IMF、英国の総選挙前減税に警鐘 成長予想は引き上げ

William Schomberg Andy Bruce

[ロンドン 21日 ロイター] - 国際通貨基金(IMF)は21日、英経済に関する年次報告書を公表した。政府は債務目標を達成できないとの見方を示し、今年の総選挙前に減税すべきではないと訴えた。将来的に増税が必要になる可能性が高いとしている。

2024年の経済成長率は0.7%とし、4月時点の0.5%から引き上げた。今年初めの好調な成長を反映した。

イングランド銀行(英中央銀行)は今年2回か3回、0.25%ポイントずつ金利を引き下げるべきとした。ただインフレ率が持続的に目標に戻るのは25年初頭と予想した。

英国は23年後半に短期間の浅いリセッション(景気後退)に陥った後、「ソフトランディング(軟着陸)」に向かうとの見通しを示した。

ハント財務相は経済見通しが上方修正されたことを受けて、英経済が好転したとの見方にIMFも同意したと述べた。「将来に関する不当な悲観論を払拭すべき時だ」と表明した。

しかしIMFは英国の経済成長は引き続き弱いままで、債務は増加傾向にあると指摘。英中銀の債券購入プログラムを除いた公的部門の純債務は、2028/29年度に国内総生産(GDP)の97%に達すると予想した。

10年後までに債務を安定させるために、増税や歳出削減を通じてGDPの平均約1%ポイント、年間約300億ポンド(380億ドル)規模の緊縮財政が求められるとした。

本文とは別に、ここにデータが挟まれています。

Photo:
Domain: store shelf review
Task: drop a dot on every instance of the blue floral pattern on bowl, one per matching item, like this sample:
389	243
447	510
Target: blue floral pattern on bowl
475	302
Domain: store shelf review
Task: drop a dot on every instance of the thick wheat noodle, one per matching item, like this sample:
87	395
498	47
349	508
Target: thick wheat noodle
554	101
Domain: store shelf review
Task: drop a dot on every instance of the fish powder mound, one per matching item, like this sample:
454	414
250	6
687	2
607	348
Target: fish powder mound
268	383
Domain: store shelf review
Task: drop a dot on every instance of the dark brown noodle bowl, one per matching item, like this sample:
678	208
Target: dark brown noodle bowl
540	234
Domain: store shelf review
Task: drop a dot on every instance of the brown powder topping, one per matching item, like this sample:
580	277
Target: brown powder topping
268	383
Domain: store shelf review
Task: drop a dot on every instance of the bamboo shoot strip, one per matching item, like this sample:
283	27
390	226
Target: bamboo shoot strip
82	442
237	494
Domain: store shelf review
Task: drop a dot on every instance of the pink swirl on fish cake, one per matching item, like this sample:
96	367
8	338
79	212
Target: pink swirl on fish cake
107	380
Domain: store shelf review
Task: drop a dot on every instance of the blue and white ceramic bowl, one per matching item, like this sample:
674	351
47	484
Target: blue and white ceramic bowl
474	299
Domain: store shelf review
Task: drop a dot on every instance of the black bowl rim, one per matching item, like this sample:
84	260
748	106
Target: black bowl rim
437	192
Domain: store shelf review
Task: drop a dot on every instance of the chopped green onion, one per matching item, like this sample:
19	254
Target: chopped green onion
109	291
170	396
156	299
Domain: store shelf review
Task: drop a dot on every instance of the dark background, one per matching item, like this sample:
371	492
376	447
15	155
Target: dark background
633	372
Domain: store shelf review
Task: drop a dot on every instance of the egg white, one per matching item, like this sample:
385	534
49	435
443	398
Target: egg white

炭素税や道路使用税への課税強化、付加価値税や相続税の課税ベースの拡大、キャピタルゲインや不動産課税の改革など、新たな歳入増加策を検討するよう求めた。

過去の不十分な投資が現在の経済成長を圧迫しているほか、移民を抑制する政府の取り組みも成長への逆風になっていると分析。「こうした課題を背景に、確実な成長促進効果があり、質の高い財政赤字削減策によって相殺されない限り、追加減税には原則的に反対する」とした。